Ajax and Paris seek a trophy

Before leaving to fight, both forces' heroes made proud boasts about what they would achieve that day. These boasts became part of the objectives of the game. Together with achievements
or disgraces in battle and retrieving the trophy, these affected the level of "kudos" gained by each hero.

Siege of Troy - Dux Britanniarum & Too Fat Lardies "Sacker of Cities" 2017 Summer Special Achilles swore he would kill more heroes than any man that day. Ajax that he would kill more men than any other hero. Paris that he would kill a hero with an arrow and Hector that he would slay Achilles.

With the stage set, Paris took the Trojan left and Hector the right. Achilles faced off against Hector and Ajax was opposite Paris.

Things started with some long range bow fire, to little effect. On the Trojan left, Paris sent some skirmishers and spearmen to contest the temple site, whilst exchanging bow fire with Ajax's forces.

On the Trojan right, Hector sent his bodyguard unit forward supported by spear armed units, whilst his skirmishers moved into rough terrain.

Hector and Achilles forces clash

Across the battlefield, both sides accumulated shock from missile fire, but the spear armed troops ground on and locked in combat.

The Trojan spear units were getting the worst of it, with several units falling back and a couple running off, but shock tokens were building up on the Greek units too.

Sighting Achilles in his chariot, Hector decided to try and break through the line and challenge him. Several battered Greek units broke under his attack and the way was clear to Achilles.

Meanwhile, Ajax was setting about the Trojan left and several units broke.

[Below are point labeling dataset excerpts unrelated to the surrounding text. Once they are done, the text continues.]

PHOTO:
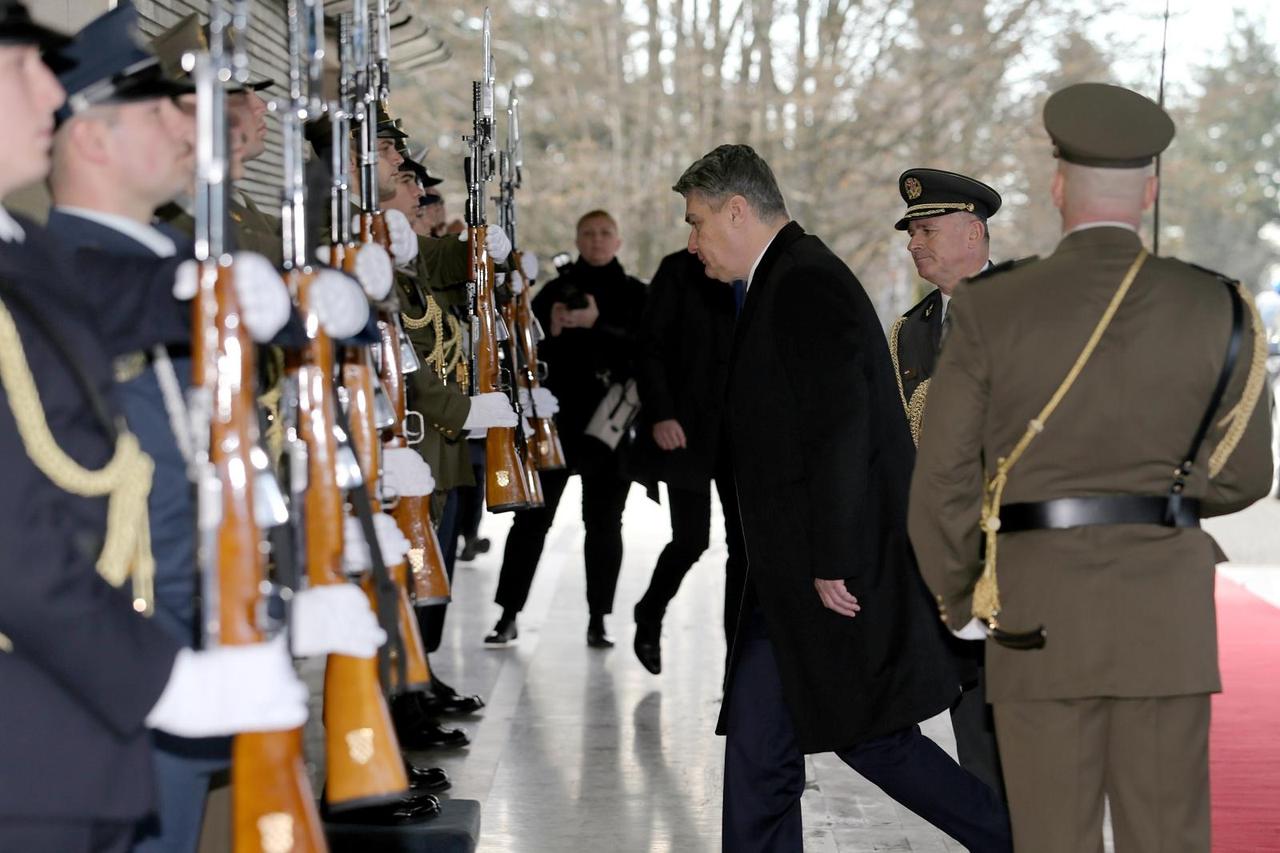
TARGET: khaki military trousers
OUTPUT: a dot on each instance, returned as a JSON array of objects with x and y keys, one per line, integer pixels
[{"x": 1148, "y": 757}]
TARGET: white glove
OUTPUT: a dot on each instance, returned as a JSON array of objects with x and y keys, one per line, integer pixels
[
  {"x": 186, "y": 281},
  {"x": 406, "y": 474},
  {"x": 231, "y": 689},
  {"x": 339, "y": 302},
  {"x": 974, "y": 630},
  {"x": 545, "y": 402},
  {"x": 334, "y": 619},
  {"x": 355, "y": 548},
  {"x": 260, "y": 291},
  {"x": 529, "y": 261},
  {"x": 498, "y": 243},
  {"x": 488, "y": 410},
  {"x": 373, "y": 269},
  {"x": 263, "y": 296},
  {"x": 403, "y": 238}
]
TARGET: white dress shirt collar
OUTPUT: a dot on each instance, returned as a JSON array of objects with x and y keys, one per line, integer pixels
[
  {"x": 146, "y": 235},
  {"x": 1102, "y": 223},
  {"x": 10, "y": 231}
]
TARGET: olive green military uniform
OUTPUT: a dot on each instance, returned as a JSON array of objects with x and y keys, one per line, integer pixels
[
  {"x": 255, "y": 229},
  {"x": 1116, "y": 701},
  {"x": 429, "y": 297},
  {"x": 1128, "y": 610}
]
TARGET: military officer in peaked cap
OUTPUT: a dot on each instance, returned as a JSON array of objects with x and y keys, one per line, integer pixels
[
  {"x": 950, "y": 241},
  {"x": 1087, "y": 411}
]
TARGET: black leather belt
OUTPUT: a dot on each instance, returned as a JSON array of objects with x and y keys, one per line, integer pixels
[{"x": 1061, "y": 514}]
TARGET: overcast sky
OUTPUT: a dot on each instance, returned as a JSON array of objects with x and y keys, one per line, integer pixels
[{"x": 1197, "y": 33}]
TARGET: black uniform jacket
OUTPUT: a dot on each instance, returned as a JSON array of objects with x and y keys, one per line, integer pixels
[
  {"x": 822, "y": 457},
  {"x": 583, "y": 363},
  {"x": 682, "y": 366},
  {"x": 83, "y": 669},
  {"x": 919, "y": 337}
]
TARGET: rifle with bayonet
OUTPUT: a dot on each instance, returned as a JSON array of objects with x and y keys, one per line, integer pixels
[
  {"x": 362, "y": 756},
  {"x": 506, "y": 478},
  {"x": 272, "y": 803},
  {"x": 547, "y": 451},
  {"x": 370, "y": 72}
]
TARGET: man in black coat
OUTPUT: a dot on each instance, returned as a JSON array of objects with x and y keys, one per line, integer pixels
[
  {"x": 685, "y": 341},
  {"x": 836, "y": 646},
  {"x": 592, "y": 315}
]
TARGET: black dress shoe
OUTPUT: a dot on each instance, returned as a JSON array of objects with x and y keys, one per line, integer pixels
[
  {"x": 414, "y": 807},
  {"x": 503, "y": 634},
  {"x": 416, "y": 730},
  {"x": 440, "y": 699},
  {"x": 471, "y": 548},
  {"x": 429, "y": 734},
  {"x": 426, "y": 780},
  {"x": 597, "y": 635},
  {"x": 648, "y": 646}
]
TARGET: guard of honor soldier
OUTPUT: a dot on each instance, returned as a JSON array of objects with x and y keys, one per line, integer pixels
[{"x": 1087, "y": 411}]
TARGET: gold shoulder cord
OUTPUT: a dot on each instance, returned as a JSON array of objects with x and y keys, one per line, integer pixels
[
  {"x": 986, "y": 594},
  {"x": 126, "y": 479},
  {"x": 892, "y": 351},
  {"x": 913, "y": 407},
  {"x": 1237, "y": 420},
  {"x": 443, "y": 357}
]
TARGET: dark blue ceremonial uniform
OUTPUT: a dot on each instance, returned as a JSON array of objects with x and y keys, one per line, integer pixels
[
  {"x": 183, "y": 766},
  {"x": 83, "y": 669}
]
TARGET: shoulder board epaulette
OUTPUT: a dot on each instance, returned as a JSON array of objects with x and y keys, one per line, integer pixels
[
  {"x": 1221, "y": 277},
  {"x": 1004, "y": 267}
]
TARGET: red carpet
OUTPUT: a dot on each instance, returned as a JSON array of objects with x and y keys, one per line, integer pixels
[{"x": 1244, "y": 738}]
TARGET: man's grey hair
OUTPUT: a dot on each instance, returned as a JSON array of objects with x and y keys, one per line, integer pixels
[{"x": 735, "y": 170}]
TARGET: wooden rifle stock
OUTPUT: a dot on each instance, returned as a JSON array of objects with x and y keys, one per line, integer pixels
[
  {"x": 272, "y": 803},
  {"x": 506, "y": 480},
  {"x": 547, "y": 450},
  {"x": 534, "y": 483},
  {"x": 364, "y": 763}
]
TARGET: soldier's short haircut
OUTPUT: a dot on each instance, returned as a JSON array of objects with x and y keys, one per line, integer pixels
[
  {"x": 595, "y": 214},
  {"x": 735, "y": 170}
]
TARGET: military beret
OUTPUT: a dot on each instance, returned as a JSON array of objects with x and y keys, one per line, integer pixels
[
  {"x": 933, "y": 192},
  {"x": 1109, "y": 127},
  {"x": 424, "y": 177},
  {"x": 108, "y": 63},
  {"x": 18, "y": 28},
  {"x": 188, "y": 36}
]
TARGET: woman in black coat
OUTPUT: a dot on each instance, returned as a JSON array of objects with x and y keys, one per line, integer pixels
[{"x": 590, "y": 314}]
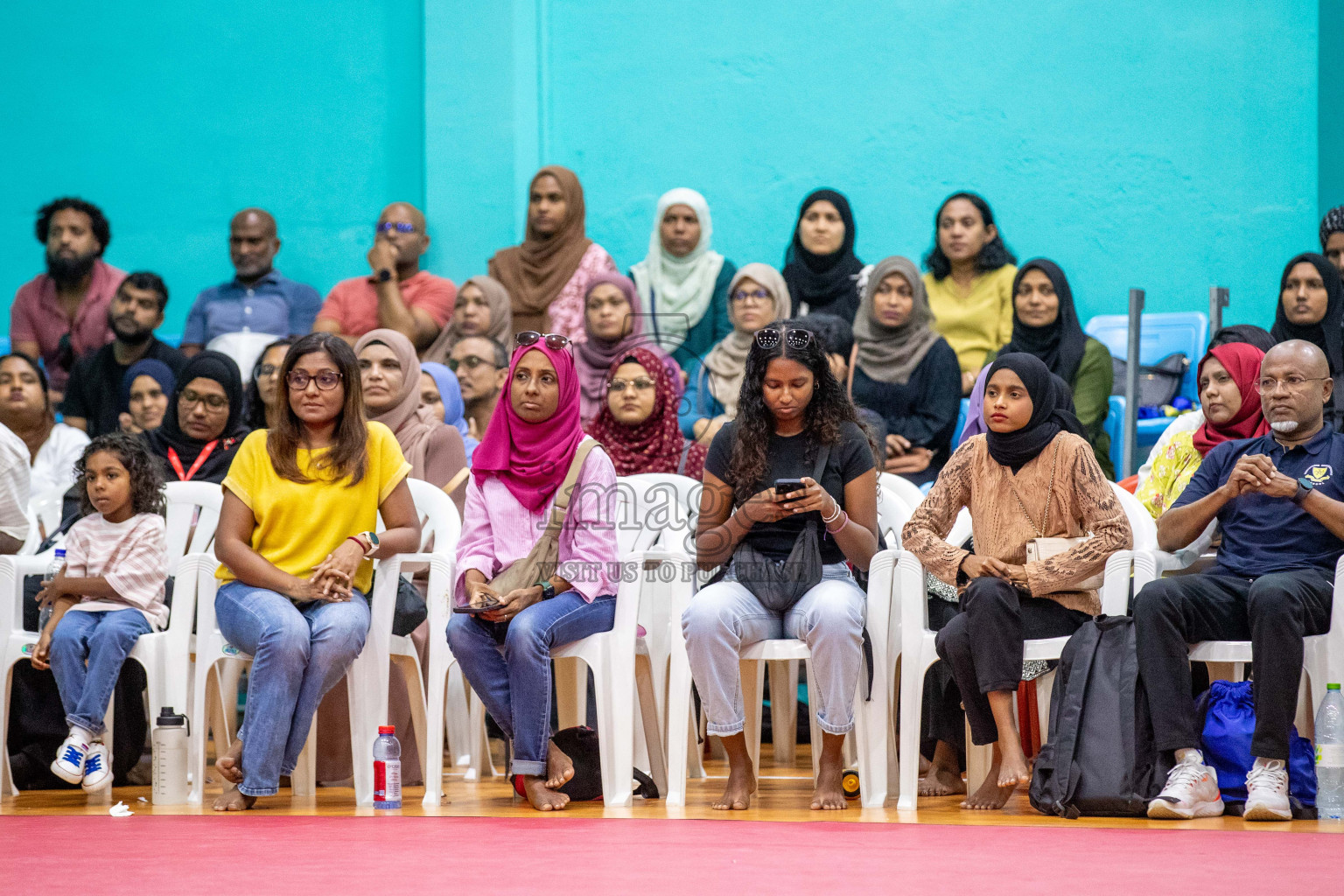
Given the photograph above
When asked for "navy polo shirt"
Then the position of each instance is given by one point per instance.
(1273, 535)
(275, 304)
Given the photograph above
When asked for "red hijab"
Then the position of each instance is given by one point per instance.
(1242, 363)
(533, 458)
(654, 444)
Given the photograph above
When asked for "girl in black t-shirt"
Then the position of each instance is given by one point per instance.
(790, 404)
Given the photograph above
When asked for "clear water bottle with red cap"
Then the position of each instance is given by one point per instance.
(388, 768)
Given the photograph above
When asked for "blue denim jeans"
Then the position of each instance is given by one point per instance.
(102, 639)
(298, 653)
(514, 679)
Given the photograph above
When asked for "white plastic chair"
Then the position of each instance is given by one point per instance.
(918, 650)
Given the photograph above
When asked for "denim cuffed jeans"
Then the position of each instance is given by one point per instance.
(104, 637)
(724, 617)
(298, 653)
(514, 679)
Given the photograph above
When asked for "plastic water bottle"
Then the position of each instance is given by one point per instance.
(1329, 755)
(170, 760)
(58, 564)
(388, 768)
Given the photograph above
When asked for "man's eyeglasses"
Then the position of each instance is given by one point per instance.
(769, 339)
(471, 363)
(554, 341)
(641, 384)
(191, 398)
(327, 381)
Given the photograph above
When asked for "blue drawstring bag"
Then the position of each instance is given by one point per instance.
(1228, 710)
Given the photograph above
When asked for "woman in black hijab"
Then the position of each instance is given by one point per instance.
(1045, 323)
(203, 426)
(1311, 308)
(820, 266)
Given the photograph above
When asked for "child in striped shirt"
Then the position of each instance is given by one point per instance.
(109, 592)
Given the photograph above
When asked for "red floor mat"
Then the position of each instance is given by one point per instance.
(292, 856)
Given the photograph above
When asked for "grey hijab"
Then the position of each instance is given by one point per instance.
(892, 354)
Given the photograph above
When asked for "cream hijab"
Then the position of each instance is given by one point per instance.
(682, 286)
(727, 360)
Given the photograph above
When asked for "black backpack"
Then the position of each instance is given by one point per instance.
(1101, 757)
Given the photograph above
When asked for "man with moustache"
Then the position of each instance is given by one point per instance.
(93, 396)
(258, 298)
(62, 315)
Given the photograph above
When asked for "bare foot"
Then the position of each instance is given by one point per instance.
(559, 768)
(941, 782)
(234, 800)
(542, 797)
(230, 765)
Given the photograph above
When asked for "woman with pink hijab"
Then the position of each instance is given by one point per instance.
(516, 471)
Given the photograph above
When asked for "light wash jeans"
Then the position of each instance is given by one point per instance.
(104, 639)
(298, 653)
(514, 679)
(724, 617)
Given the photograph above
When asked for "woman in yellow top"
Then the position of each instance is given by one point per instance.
(1230, 398)
(295, 539)
(970, 283)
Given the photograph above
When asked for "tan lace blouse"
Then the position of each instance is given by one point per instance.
(1081, 501)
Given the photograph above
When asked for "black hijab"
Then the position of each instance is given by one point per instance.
(1051, 411)
(1060, 344)
(211, 366)
(828, 284)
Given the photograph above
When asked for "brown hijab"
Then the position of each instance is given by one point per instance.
(536, 271)
(501, 318)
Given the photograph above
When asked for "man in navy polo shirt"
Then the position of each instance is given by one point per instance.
(1280, 504)
(260, 298)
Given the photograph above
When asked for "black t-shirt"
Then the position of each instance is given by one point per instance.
(794, 457)
(94, 387)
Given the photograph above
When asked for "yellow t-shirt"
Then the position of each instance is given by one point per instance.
(977, 323)
(300, 522)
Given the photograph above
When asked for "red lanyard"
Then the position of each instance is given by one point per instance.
(200, 458)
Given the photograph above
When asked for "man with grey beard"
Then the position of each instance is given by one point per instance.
(1280, 504)
(62, 315)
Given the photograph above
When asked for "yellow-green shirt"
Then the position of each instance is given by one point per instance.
(975, 323)
(300, 522)
(1172, 471)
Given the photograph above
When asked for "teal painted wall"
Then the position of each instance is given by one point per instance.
(1138, 144)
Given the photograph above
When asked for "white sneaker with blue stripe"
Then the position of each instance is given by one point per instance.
(70, 760)
(97, 768)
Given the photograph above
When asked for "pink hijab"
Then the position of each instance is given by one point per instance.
(533, 458)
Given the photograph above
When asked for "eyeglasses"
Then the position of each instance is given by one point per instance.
(641, 384)
(1293, 384)
(190, 398)
(554, 341)
(767, 339)
(757, 294)
(327, 381)
(471, 363)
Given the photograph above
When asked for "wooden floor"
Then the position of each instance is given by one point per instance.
(784, 795)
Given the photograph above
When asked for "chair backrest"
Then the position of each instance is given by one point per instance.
(192, 519)
(1161, 335)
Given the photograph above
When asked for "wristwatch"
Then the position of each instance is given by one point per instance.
(1304, 488)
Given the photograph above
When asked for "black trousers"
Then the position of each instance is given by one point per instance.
(1274, 612)
(984, 644)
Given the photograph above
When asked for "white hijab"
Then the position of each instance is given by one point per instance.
(683, 286)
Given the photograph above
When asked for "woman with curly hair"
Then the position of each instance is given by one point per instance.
(109, 592)
(794, 416)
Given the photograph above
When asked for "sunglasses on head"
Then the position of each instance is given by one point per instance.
(769, 339)
(554, 341)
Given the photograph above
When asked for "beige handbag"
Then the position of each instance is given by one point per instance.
(543, 557)
(1043, 549)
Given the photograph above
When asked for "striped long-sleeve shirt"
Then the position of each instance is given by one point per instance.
(132, 556)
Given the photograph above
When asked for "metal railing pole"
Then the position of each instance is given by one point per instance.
(1132, 363)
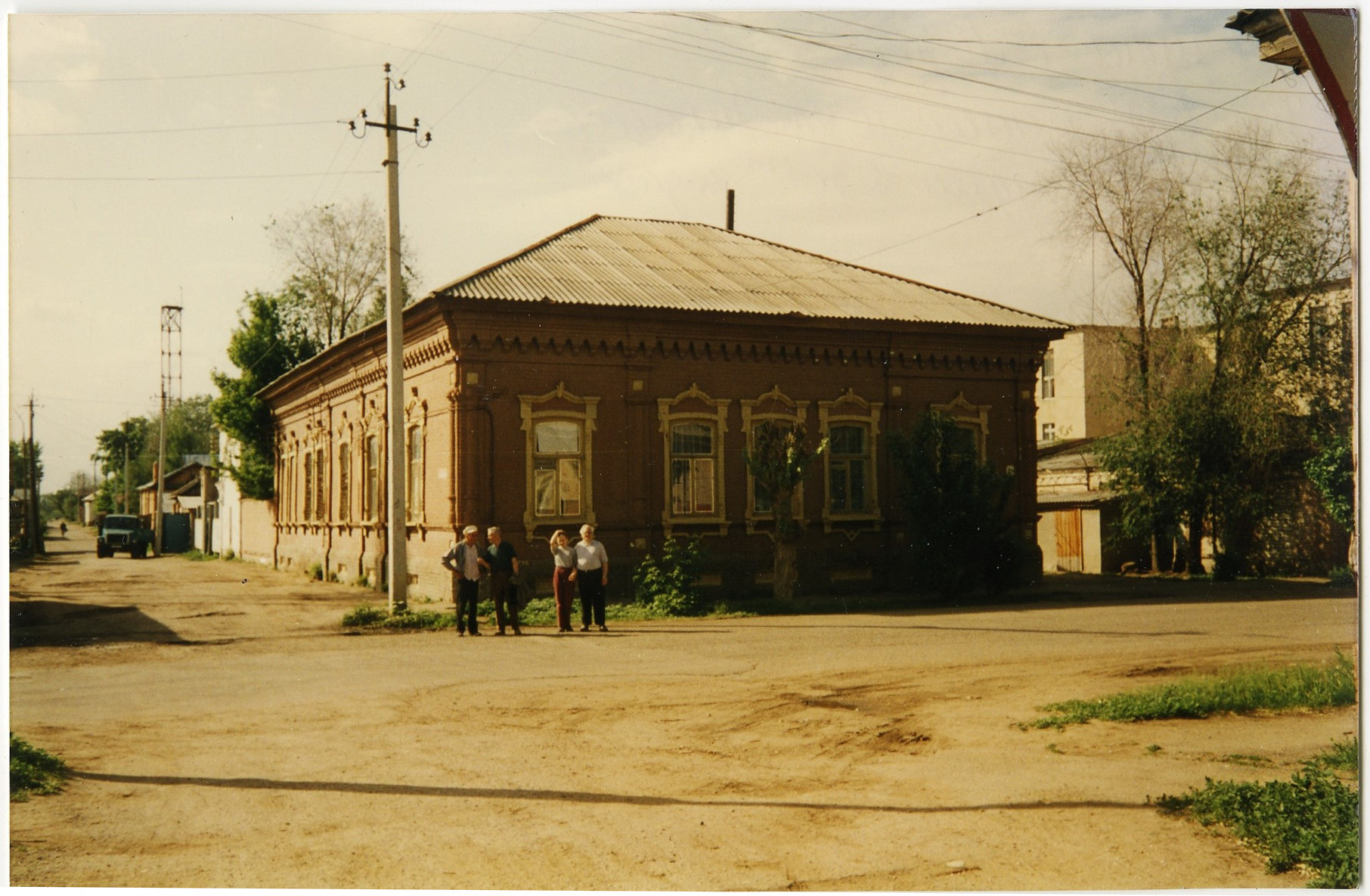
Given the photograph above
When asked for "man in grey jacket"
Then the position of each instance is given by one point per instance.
(466, 563)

Ajax's pile of kudos tokens grew accordingly. However, the situation in the temple area was more finely balanced.

Hector and Achilles charged into combat with each other and a desperate struggle developed. Both sides made the most of favours from the Gods and their heroic abilities.

Paris attempted to get some glory, firing his bow at Achilles, but he could not find his one vulnerable spot. 

Hector spies Achilles

Paris stabilised things somewhat on the left, but he was still under intense pressure from Ajax.

On the Trojan right, Achilles and Hector fought on in an epic battle, with Achilles eventually succumbing, adding to Hector's stack of kudos tokens.

Both sides retreated to their camps to lick their wounds. This was going to be a long and bloody siege.

The scribes on both sides wrote of their heroes' great deeds and severe losses. Another chapter was added to the Iliad.

A good game, well run by Chas, to an interesting variant of the Dux Britanniarum rules. I particularly liked the way the game emphasised the heroes and the fickle whims of the Gods, all through a card based mechanism.

Many thanks to Chas for running the game, as a practice for one of our offerings at "Clotted Lard 2021". The rules were easy to pick up, especially if you had ever played a Lardy game before.



  1. Great looking game, and like how the heroes figured prominently.

  2. "Paris stabilised things on the left"? He ran away from Ajax after seeing most of his men beaten to a pulp. He was definitely a lover, not a fighter.